Naturalmente il Forest era una squadra rivelazione, anche nella finale stessa, essendo questa la prima partecipazione della squadra alla principale competizione europea per club. Tuttavia questa era una squadra che era cresciuta di prestigio man mano che il torneo progrediva e si recò alla finale di Monaco come favorita.
Nonostante l’assenza per infortunio di Martin O’Neill e l’esclusione di Archie Gemmill, il Forest si permesse il lusso di inserire in squadra, per la partita, il primo calciatore britannico da un milione di sterline. Trevor Francis era arrivato al City Ground tre mesi prima e divenne idoneo per giocare solo la finale, secondo le regole dell’UEFA.
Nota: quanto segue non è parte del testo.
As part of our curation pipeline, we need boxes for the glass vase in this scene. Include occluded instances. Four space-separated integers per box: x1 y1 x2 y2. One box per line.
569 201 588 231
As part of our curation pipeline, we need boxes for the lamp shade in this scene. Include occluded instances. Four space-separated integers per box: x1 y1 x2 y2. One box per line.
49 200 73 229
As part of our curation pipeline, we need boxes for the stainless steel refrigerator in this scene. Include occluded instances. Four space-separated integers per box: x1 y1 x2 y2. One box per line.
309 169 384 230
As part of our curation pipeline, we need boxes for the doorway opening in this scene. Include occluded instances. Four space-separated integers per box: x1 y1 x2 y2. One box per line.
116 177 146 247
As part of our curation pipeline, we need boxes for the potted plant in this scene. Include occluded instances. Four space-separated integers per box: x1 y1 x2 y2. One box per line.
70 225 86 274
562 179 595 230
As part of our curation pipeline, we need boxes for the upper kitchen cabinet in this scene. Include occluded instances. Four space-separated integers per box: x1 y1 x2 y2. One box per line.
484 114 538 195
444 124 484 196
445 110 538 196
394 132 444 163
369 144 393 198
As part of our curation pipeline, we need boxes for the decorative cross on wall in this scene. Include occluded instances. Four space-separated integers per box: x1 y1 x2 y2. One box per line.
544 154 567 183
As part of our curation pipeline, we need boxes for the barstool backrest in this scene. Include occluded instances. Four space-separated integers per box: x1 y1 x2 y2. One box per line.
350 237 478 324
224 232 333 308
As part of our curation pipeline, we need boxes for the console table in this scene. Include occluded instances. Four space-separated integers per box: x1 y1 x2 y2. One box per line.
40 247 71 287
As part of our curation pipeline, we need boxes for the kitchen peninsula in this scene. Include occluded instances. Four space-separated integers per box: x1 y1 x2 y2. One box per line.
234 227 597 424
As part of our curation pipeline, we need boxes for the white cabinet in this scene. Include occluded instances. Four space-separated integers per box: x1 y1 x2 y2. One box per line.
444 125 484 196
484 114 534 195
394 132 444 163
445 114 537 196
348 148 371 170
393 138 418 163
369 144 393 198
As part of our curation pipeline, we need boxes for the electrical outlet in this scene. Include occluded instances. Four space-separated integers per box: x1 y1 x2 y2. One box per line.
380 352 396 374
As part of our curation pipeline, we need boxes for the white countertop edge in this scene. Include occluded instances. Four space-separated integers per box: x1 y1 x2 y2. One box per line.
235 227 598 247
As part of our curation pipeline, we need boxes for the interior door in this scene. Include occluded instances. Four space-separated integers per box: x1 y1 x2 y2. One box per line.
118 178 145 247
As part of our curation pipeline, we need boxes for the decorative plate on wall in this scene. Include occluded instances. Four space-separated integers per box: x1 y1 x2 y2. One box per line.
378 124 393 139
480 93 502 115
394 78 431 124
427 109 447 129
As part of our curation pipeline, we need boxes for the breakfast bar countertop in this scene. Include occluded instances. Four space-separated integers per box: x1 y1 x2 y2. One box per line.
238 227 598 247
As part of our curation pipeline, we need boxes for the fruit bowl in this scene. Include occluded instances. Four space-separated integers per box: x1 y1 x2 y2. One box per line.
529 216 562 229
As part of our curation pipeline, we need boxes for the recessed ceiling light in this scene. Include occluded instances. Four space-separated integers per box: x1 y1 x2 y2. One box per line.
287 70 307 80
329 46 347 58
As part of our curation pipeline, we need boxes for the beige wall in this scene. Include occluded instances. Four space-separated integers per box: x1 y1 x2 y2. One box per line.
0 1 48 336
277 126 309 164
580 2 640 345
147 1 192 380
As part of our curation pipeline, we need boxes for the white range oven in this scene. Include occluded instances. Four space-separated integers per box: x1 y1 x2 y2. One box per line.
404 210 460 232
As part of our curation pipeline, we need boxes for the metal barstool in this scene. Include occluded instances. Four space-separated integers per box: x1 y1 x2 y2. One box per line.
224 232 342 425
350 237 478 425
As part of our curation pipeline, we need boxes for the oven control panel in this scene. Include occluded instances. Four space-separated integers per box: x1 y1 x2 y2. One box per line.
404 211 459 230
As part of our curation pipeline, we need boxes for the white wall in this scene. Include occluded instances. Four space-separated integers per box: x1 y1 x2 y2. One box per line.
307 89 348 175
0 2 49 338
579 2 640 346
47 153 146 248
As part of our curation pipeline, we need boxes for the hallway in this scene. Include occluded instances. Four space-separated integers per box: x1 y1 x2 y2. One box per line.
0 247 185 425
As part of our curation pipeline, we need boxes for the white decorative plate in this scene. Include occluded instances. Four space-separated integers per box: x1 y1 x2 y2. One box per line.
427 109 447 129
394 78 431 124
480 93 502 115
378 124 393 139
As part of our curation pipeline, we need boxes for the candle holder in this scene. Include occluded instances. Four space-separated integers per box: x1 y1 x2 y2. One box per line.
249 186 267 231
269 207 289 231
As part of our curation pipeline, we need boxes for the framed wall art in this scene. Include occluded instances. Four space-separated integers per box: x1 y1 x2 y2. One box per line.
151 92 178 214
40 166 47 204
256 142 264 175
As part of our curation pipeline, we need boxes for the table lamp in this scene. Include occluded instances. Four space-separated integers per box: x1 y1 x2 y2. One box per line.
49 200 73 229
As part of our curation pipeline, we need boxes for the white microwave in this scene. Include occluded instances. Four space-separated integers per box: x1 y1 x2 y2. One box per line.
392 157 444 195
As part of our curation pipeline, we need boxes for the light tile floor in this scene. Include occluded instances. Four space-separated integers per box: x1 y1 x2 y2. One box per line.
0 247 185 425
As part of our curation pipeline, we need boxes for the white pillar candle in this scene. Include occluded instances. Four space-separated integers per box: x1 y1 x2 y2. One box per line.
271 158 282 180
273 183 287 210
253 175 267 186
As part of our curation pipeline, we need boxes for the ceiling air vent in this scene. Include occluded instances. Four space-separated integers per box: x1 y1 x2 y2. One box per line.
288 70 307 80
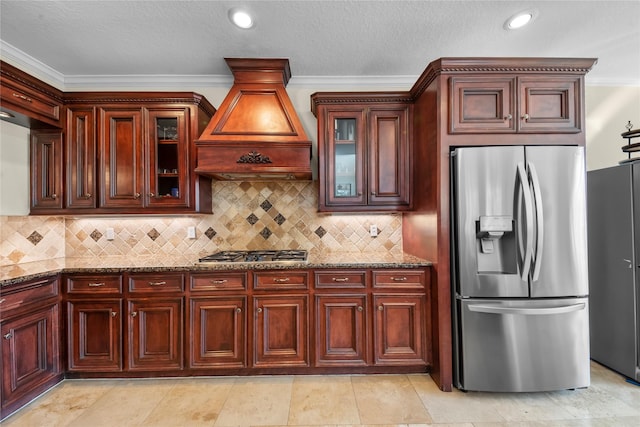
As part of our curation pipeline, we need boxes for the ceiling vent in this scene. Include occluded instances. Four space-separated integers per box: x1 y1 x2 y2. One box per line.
195 58 311 181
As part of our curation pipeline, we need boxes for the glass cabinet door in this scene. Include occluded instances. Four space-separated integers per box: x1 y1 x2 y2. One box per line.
148 110 189 206
327 111 365 205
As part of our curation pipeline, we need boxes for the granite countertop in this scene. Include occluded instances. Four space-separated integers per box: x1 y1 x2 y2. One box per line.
0 252 431 286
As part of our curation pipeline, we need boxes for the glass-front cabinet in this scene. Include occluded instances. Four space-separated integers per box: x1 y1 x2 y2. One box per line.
148 109 189 206
327 111 365 204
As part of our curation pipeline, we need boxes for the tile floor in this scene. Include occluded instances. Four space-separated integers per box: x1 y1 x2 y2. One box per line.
1 363 640 427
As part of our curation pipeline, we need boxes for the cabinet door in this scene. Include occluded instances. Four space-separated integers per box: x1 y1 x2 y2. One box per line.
518 76 582 133
146 109 189 207
367 106 411 206
1 305 60 407
449 77 517 133
189 297 247 368
99 109 144 208
316 295 368 366
128 297 184 371
253 295 309 367
67 299 122 372
31 131 63 211
66 108 96 208
373 294 426 365
323 109 367 206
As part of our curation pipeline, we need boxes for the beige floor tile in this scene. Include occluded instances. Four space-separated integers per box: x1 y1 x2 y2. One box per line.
351 375 432 424
289 375 360 426
140 377 236 427
215 376 293 426
68 379 176 427
2 380 116 426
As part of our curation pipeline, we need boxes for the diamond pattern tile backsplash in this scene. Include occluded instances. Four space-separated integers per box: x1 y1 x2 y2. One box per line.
0 181 402 265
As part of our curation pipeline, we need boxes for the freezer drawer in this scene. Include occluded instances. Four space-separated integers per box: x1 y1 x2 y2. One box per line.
455 298 589 392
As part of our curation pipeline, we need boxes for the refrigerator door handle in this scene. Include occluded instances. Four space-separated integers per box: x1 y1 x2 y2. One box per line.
528 163 544 282
517 162 533 281
468 303 586 316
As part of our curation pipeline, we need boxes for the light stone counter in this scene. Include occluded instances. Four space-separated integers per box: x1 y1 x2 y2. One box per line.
0 252 431 286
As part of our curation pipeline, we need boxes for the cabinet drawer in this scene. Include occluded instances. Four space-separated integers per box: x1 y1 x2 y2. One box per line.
129 274 184 292
0 79 60 121
0 277 58 317
315 270 367 289
191 272 247 291
373 270 426 290
253 271 309 289
66 274 122 294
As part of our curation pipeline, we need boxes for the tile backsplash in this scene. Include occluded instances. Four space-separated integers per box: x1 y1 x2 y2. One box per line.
0 181 402 265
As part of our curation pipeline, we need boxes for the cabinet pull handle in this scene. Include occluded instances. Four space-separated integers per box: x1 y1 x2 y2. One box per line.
13 93 33 102
87 282 104 288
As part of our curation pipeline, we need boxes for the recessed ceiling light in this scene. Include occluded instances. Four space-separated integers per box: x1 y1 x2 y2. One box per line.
229 9 253 30
504 10 536 30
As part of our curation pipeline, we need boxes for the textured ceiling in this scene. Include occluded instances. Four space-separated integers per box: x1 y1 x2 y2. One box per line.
0 0 640 85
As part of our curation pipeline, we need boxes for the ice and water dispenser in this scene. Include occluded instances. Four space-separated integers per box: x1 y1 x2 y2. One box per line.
476 215 518 274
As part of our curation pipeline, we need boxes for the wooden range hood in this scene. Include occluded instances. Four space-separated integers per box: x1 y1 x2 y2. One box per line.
195 58 311 181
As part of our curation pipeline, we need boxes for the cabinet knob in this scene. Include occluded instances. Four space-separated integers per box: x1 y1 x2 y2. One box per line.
149 281 167 286
87 282 104 288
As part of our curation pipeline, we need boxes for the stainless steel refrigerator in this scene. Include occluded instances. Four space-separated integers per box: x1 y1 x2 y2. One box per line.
451 146 590 392
587 160 640 381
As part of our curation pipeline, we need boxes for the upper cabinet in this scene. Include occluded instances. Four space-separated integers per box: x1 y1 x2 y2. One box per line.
311 93 412 212
0 61 63 128
31 92 215 214
449 75 582 133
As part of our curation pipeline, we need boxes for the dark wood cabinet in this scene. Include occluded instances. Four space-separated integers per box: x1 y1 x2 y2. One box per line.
0 277 62 419
253 295 309 368
31 130 64 212
311 92 412 212
449 75 582 133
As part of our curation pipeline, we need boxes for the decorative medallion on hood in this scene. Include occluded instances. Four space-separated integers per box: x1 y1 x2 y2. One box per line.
195 58 311 181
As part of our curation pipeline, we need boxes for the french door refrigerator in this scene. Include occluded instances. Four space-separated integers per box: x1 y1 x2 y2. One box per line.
451 146 590 392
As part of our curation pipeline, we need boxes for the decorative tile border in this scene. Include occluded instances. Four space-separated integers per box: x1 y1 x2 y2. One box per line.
0 181 402 265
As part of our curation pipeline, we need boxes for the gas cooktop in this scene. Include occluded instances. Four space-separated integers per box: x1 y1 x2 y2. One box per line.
199 249 307 262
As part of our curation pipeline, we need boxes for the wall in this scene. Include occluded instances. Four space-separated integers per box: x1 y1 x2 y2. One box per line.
586 86 640 170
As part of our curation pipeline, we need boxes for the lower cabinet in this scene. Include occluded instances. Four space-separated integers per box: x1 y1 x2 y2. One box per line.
253 295 309 368
0 277 62 419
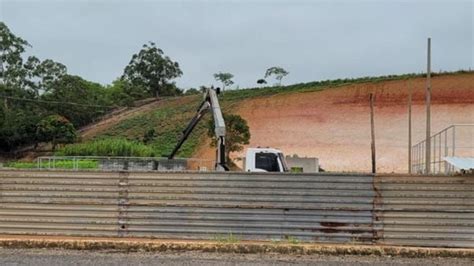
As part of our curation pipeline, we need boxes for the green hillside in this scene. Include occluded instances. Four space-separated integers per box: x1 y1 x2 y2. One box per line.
59 71 467 157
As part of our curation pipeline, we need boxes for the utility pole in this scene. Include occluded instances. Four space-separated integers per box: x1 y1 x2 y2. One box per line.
425 38 431 174
370 93 376 174
408 80 412 174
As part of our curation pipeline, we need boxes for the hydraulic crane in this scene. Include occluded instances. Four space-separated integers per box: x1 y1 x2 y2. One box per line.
168 87 229 171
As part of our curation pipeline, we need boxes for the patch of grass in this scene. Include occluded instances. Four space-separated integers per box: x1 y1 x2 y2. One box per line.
4 160 98 169
96 95 206 157
214 232 240 243
286 236 300 245
84 70 474 157
55 138 155 157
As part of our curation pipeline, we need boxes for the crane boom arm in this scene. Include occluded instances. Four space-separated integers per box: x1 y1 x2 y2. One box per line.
168 88 229 171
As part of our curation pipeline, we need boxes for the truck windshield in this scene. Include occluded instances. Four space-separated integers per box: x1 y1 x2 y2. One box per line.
255 152 280 172
278 152 290 172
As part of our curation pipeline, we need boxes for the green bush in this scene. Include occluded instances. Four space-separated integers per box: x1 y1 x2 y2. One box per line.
4 159 98 169
55 138 155 157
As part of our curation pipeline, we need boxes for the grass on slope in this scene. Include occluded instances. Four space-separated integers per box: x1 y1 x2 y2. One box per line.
55 138 155 157
4 160 98 169
91 95 206 157
78 71 473 157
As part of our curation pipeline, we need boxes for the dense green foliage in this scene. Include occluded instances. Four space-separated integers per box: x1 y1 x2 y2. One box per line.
0 22 472 160
0 22 182 152
122 42 183 97
55 138 155 157
265 67 290 86
214 72 234 91
36 115 77 151
96 95 206 157
4 159 98 169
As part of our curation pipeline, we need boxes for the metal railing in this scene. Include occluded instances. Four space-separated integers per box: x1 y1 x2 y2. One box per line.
36 156 215 171
411 124 474 174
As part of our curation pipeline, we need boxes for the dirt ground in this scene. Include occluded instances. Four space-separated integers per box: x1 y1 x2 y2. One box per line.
195 74 474 173
0 248 473 266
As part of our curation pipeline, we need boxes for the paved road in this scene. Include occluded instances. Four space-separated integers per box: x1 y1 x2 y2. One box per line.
0 248 474 266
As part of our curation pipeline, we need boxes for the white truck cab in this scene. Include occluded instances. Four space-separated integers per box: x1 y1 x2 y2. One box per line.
245 148 289 172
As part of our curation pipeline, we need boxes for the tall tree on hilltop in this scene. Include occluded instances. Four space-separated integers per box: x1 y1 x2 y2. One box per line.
122 42 183 98
214 72 234 91
265 67 290 86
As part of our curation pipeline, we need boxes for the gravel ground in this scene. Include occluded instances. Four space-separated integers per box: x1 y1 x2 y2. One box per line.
0 248 474 266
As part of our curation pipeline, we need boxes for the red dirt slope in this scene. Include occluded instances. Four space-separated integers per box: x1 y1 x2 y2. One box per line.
196 73 474 172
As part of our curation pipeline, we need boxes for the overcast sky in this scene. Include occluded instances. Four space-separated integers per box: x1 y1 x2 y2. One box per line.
0 0 474 88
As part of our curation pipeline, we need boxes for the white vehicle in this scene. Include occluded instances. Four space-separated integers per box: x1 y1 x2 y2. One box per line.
244 148 289 172
168 88 288 172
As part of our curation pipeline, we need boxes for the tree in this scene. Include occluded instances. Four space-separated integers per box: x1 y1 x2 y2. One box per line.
36 115 77 151
106 79 147 106
207 114 250 160
184 88 201 95
265 67 290 86
214 72 234 91
143 128 156 144
41 75 110 127
122 42 183 98
24 56 67 97
0 21 31 87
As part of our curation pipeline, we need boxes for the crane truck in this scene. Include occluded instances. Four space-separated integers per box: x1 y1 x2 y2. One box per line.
168 87 289 172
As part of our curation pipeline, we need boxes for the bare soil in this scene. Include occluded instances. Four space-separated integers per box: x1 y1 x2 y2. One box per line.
196 74 474 173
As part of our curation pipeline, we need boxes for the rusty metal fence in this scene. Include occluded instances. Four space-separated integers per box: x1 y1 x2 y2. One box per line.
0 171 474 247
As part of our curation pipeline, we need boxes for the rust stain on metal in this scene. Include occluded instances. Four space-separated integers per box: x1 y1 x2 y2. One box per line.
372 176 384 243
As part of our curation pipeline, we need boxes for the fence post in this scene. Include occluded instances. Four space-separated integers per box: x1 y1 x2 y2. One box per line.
370 93 377 174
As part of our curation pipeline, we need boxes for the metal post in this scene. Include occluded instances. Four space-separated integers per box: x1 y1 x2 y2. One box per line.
453 126 456 156
408 80 412 174
431 135 437 173
370 93 377 174
444 130 449 174
425 38 431 174
438 132 442 174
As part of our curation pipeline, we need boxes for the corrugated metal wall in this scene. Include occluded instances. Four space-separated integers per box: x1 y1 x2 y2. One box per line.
0 171 474 247
374 176 474 247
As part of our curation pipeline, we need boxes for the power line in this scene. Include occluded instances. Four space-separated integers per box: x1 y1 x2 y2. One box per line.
0 95 117 109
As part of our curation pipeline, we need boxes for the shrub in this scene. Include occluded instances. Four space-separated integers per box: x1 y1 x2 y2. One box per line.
55 138 155 157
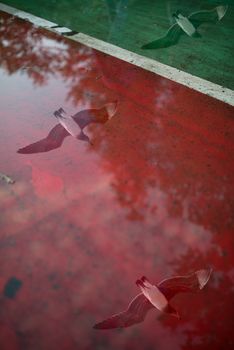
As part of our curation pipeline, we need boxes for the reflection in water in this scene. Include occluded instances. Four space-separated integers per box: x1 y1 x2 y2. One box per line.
94 270 211 329
0 173 15 185
142 6 228 50
0 10 234 350
17 102 117 154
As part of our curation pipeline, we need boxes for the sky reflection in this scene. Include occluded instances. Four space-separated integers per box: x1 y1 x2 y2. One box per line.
0 9 234 350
Il considerevole costo del suo cartellino sembrò un investimento ben fatto quando, poco prima dell’intervallo, colpì intelligentemente di testa un cross di John Robertson per quello che sarebbe stato l’unico gol della partita. La squadra svedese era priva di molti titolari e non ebbe molte occasioni per minacciare la difesa del Forest, che mancò diverse occasioni nel secondo tempo per chiudere la partita, soprattutto da parte di Gary Birtles, che comunque concluse la stagione come miglior marcatore della squadra con 6 gol.